An Overview on Password Spraying

An Overview on Password Spraying

An Overview on Password Spraying Attacks and Defending Against Them

Earlier this month, famous software giant Citrix had its internal network compromised and breached by a group of international cyber criminals who identify themselves as IRIDIUM – an Iranian based hackers group. When FBI informed the company about the breach, they had mentioned in their initial analysis that the hackers had most likely used a technique called ‘password spraying’ to exploit weak passwords of privileged accounts. And just like any other attack lifecycle, once the hackers got the initial compromise and established foothold in the target network, they worked their way to escalate privileges further and carried out internal recon to access and download sensitive internal business documents, all of this while maintaining their presence quietly until FBI disclosed and informed about the attack.

While internal and external investigations are still going on to identify exactly what all documents and information the attackers had accessed, the catch of the eye for security researchers and investigators is the increasing use of brute force attack style against organizations – password spraying. Well, we all know about the typical brute force attack: Take the user name of the target account, in combination with many different passwords using tools. This combination could be the list of standard and prevalent passwords or just simply an algorithm that mixes characters randomly to achieve the output.

So what makes password spraying different?

To put it simply, rather than brute forcing the standard passwords on a single target account, the attackers try the technique across multiple accounts to leverage any privilege accounts and assets they can get hold of. They will generate a list of target accounts and try out the commonly used passwords against each of them.
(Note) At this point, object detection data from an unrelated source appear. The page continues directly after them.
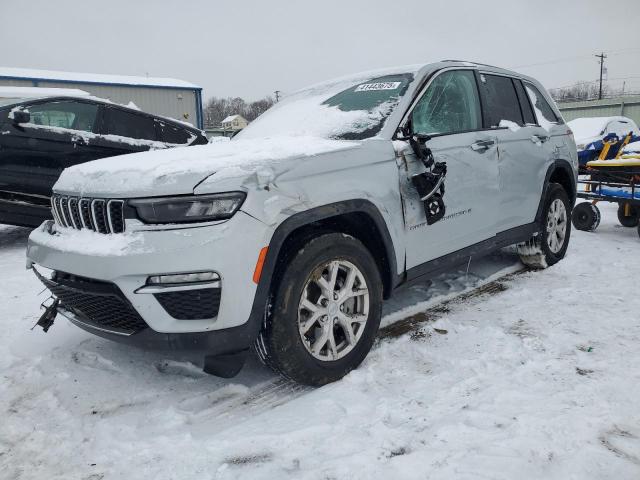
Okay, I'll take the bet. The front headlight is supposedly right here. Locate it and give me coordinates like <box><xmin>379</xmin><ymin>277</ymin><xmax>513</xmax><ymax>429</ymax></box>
<box><xmin>129</xmin><ymin>192</ymin><xmax>246</xmax><ymax>223</ymax></box>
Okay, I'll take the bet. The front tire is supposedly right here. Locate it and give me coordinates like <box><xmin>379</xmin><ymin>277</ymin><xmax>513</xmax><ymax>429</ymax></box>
<box><xmin>517</xmin><ymin>183</ymin><xmax>571</xmax><ymax>268</ymax></box>
<box><xmin>256</xmin><ymin>233</ymin><xmax>382</xmax><ymax>386</ymax></box>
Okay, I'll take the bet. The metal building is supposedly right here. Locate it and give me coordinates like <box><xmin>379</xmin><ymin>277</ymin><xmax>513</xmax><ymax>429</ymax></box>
<box><xmin>0</xmin><ymin>67</ymin><xmax>203</xmax><ymax>128</ymax></box>
<box><xmin>558</xmin><ymin>95</ymin><xmax>640</xmax><ymax>125</ymax></box>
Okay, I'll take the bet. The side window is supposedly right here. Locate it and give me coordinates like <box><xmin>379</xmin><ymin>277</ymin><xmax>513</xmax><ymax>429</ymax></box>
<box><xmin>480</xmin><ymin>73</ymin><xmax>524</xmax><ymax>128</ymax></box>
<box><xmin>158</xmin><ymin>122</ymin><xmax>194</xmax><ymax>145</ymax></box>
<box><xmin>513</xmin><ymin>79</ymin><xmax>538</xmax><ymax>125</ymax></box>
<box><xmin>524</xmin><ymin>83</ymin><xmax>559</xmax><ymax>125</ymax></box>
<box><xmin>102</xmin><ymin>108</ymin><xmax>156</xmax><ymax>140</ymax></box>
<box><xmin>411</xmin><ymin>70</ymin><xmax>482</xmax><ymax>135</ymax></box>
<box><xmin>28</xmin><ymin>101</ymin><xmax>98</xmax><ymax>132</ymax></box>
Below would be a good example [1]:

Sample Target Target Password Sunshine Sunshine sunshine Password1 Password1 Password1

Why this pattern technique can be evaded quite easily is because unlike the regular brute force, this attack would just appear as an isolated failed login to the existing detection systems. With regular brute force, there’s usually a limited number of failed login attempts for every account, which means that hackers can’t try out one target account with combinations of many different passwords due to the lockout mechanism.
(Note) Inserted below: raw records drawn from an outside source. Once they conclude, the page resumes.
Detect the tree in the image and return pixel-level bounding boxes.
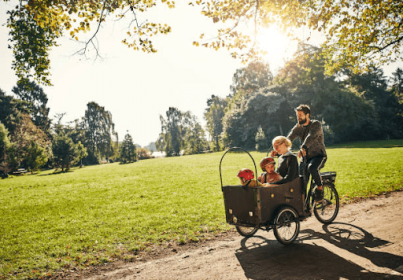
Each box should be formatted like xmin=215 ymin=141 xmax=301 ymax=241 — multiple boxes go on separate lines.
xmin=391 ymin=68 xmax=403 ymax=104
xmin=9 ymin=114 xmax=49 ymax=170
xmin=230 ymin=61 xmax=273 ymax=95
xmin=158 ymin=107 xmax=184 ymax=157
xmin=4 ymin=0 xmax=174 ymax=85
xmin=73 ymin=141 xmax=88 ymax=168
xmin=184 ymin=116 xmax=208 ymax=155
xmin=223 ymin=87 xmax=293 ymax=149
xmin=255 ymin=126 xmax=269 ymax=151
xmin=120 ymin=133 xmax=137 ymax=163
xmin=0 ymin=122 xmax=11 ymax=174
xmin=83 ymin=102 xmax=118 ymax=163
xmin=204 ymin=95 xmax=228 ymax=151
xmin=0 ymin=89 xmax=29 ymax=135
xmin=192 ymin=0 xmax=403 ymax=74
xmin=136 ymin=148 xmax=152 ymax=160
xmin=12 ymin=82 xmax=50 ymax=134
xmin=344 ymin=66 xmax=403 ymax=139
xmin=52 ymin=135 xmax=79 ymax=172
xmin=26 ymin=141 xmax=48 ymax=174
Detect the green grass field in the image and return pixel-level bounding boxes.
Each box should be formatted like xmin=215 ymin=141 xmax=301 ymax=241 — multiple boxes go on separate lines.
xmin=0 ymin=140 xmax=403 ymax=279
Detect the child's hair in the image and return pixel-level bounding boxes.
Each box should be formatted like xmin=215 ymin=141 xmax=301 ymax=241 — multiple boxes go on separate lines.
xmin=260 ymin=157 xmax=276 ymax=172
xmin=273 ymin=136 xmax=292 ymax=149
xmin=237 ymin=168 xmax=255 ymax=181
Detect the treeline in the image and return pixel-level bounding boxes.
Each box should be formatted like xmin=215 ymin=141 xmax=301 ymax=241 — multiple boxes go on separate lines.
xmin=0 ymin=82 xmax=151 ymax=176
xmin=204 ymin=44 xmax=403 ymax=151
xmin=0 ymin=44 xmax=403 ymax=174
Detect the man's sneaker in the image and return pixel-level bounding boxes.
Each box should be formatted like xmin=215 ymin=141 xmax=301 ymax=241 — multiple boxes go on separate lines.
xmin=315 ymin=187 xmax=323 ymax=203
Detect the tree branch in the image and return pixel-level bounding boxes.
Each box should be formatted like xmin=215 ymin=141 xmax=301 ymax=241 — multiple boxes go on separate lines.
xmin=74 ymin=0 xmax=108 ymax=59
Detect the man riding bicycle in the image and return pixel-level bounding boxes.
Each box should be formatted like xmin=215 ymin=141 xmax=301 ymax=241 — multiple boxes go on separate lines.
xmin=287 ymin=104 xmax=327 ymax=202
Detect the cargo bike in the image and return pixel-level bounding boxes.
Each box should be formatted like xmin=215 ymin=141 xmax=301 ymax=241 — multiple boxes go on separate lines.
xmin=219 ymin=147 xmax=340 ymax=245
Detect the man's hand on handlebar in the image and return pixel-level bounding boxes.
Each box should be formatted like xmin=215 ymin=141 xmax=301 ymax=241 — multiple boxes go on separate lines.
xmin=298 ymin=148 xmax=306 ymax=158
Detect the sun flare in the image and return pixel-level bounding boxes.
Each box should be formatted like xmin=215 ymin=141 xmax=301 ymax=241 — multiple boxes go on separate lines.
xmin=256 ymin=26 xmax=295 ymax=69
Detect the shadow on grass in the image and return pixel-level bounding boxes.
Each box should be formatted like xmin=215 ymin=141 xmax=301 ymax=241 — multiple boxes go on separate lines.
xmin=38 ymin=170 xmax=73 ymax=176
xmin=235 ymin=223 xmax=403 ymax=280
xmin=326 ymin=139 xmax=403 ymax=149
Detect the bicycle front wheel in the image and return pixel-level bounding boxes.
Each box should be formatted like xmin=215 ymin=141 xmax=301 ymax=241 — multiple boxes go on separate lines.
xmin=274 ymin=206 xmax=299 ymax=245
xmin=235 ymin=226 xmax=259 ymax=237
xmin=313 ymin=183 xmax=340 ymax=225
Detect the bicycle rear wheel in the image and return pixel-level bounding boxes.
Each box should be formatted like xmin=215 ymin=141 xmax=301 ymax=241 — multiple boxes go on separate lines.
xmin=274 ymin=206 xmax=300 ymax=245
xmin=313 ymin=183 xmax=340 ymax=225
xmin=235 ymin=226 xmax=259 ymax=237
This attack might seem quite basic. But remember we are talking about enterprise environments and large organizations where even a single compromised privilege account can give the attackers the leverage and enable them to move laterally across the network to gain complete access. Which is exactly why it should not be underrated and necessary steps should be taken.

How do we defend?

The Cybersecurity and Infrastructure Security Agency (CISA), United States Department of Homeland Security had recently published an article which briefly talks about the different solutions and recommended mitigations to defend password spraying attacks. Some of them are ensuring password policies are in place as per the latest NIST guidelines, review password management for shared accounts and user lockout settings. [2]
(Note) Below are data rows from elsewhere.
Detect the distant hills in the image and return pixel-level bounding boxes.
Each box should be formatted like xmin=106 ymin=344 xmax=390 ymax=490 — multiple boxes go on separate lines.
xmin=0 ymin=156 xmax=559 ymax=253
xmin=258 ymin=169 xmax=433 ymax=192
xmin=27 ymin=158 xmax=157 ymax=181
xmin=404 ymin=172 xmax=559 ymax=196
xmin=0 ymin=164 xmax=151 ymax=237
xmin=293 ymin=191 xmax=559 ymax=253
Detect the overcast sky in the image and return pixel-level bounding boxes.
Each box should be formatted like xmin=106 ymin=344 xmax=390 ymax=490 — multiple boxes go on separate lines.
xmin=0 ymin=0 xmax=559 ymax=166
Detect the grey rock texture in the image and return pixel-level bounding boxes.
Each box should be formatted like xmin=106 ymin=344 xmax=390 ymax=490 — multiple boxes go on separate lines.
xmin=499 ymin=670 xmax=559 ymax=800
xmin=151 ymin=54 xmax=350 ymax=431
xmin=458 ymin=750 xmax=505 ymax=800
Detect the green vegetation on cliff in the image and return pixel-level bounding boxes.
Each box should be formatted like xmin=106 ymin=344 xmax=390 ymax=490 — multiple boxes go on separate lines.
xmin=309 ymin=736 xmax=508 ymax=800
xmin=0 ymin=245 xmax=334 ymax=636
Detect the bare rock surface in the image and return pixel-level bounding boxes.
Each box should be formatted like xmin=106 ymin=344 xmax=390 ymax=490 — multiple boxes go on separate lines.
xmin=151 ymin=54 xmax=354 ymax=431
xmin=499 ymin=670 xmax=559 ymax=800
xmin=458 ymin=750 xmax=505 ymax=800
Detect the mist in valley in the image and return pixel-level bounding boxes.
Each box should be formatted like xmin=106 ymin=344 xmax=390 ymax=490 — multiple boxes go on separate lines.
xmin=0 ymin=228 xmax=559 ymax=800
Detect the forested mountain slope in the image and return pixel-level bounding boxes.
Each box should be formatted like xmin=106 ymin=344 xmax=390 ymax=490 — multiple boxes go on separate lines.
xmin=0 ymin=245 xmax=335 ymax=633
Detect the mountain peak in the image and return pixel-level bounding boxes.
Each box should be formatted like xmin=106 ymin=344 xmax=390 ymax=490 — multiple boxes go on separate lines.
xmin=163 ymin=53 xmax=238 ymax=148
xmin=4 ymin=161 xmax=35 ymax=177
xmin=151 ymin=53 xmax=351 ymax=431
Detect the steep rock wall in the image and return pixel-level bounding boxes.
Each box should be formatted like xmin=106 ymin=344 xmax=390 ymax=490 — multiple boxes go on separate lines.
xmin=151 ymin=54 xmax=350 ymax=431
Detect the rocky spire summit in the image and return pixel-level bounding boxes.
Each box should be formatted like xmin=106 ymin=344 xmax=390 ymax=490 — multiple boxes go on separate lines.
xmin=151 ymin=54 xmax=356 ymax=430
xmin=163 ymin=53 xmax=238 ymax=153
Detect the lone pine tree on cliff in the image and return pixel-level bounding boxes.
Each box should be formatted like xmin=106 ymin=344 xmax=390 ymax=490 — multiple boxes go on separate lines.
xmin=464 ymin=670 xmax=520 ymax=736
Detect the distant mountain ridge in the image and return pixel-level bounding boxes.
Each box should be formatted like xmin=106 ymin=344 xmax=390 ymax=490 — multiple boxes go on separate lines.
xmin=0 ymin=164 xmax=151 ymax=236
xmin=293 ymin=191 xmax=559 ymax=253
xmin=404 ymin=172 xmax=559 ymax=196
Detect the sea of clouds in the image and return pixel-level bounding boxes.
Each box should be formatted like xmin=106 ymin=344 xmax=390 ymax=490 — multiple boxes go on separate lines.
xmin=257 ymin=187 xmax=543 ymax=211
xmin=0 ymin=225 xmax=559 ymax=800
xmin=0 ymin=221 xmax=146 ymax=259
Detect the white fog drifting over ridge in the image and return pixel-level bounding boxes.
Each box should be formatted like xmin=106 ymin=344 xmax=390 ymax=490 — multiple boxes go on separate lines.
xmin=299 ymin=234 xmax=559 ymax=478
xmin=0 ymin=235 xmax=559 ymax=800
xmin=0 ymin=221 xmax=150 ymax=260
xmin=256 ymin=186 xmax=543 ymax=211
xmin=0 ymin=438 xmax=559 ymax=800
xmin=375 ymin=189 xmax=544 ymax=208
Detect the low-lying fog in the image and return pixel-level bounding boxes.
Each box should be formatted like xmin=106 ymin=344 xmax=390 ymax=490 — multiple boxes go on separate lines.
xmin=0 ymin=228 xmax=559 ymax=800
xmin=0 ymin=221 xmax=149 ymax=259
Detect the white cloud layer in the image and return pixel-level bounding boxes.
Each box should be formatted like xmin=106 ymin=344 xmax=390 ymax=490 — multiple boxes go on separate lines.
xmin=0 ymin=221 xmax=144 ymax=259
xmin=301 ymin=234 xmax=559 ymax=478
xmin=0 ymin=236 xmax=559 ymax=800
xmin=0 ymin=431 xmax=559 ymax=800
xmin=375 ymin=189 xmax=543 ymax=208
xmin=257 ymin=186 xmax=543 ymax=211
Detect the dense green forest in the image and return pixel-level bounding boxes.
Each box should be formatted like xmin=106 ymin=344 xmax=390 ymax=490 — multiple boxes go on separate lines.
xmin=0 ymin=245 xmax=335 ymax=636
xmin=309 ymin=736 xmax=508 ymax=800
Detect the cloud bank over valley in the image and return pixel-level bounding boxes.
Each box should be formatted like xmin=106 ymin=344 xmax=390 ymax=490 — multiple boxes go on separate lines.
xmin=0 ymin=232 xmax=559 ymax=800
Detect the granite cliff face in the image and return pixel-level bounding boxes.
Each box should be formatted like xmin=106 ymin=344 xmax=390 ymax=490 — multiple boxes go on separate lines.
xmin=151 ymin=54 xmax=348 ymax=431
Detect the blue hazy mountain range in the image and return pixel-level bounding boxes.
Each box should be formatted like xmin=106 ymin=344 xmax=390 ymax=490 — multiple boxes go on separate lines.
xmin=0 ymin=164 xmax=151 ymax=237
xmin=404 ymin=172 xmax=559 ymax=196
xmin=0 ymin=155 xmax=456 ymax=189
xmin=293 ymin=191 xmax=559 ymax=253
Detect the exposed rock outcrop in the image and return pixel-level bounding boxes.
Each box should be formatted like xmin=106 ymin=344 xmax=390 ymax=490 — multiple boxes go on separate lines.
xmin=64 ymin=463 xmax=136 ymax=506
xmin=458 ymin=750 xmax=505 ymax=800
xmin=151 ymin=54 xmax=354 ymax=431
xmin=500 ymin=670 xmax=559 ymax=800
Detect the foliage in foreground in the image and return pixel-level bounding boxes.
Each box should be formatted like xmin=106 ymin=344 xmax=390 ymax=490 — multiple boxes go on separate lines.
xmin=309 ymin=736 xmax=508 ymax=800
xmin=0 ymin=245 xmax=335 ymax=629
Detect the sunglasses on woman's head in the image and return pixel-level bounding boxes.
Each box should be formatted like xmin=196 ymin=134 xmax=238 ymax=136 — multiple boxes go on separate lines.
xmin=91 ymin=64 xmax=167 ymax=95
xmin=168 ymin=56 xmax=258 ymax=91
Apart from these, the most effective and recommended method to defend and prevent such attacks is by having a good multi-factor authentication aka MFA solution in the organization infrastructure.

How can multi-factor authentication solutions help organizations?

MFA makes it harder for attackers to get in. It strengthens security by requiring users to provide extra information or factors unique to what the user knows, is or has.Even with the correct username and password combination, hackers can’t break in if an additional piece of information is required. And nowadays, many organizations think that standalone solutions can better secure their resources and mitigate the risks. There are even solutions that allow MFA to be implemented for a specific set of users or particular group of applications across the organization.

However, a solution is not good enough yet if it is not smart enough, right? Traditional MFA is either “on” or “off”, which results in constant prompting for an additional factor that could annoy users. Nowadays, there are MFA solutions that are ‘adaptive’ and act ‘risk-based’. What this means is that solutions leverage analytics and advanced machine learning to challenge users with MFA based on pre-defined conditions such as location, device, day of the week, time of the day or even risky user behavior.

To conclude…

The steps, suggestions and references mentioned in this blog can help your organization maximize security against password spraying and similar attacks. Again the emphasis is on having better, hard-to-guess passwords for every user, ensure tools to detect and prevent these attacks are in place, a regular review of your password policies based on industry standards and lastly but not least, ensure you have a good multi-factor authentication solution implemented.

It’s time to change the way you think about passwords.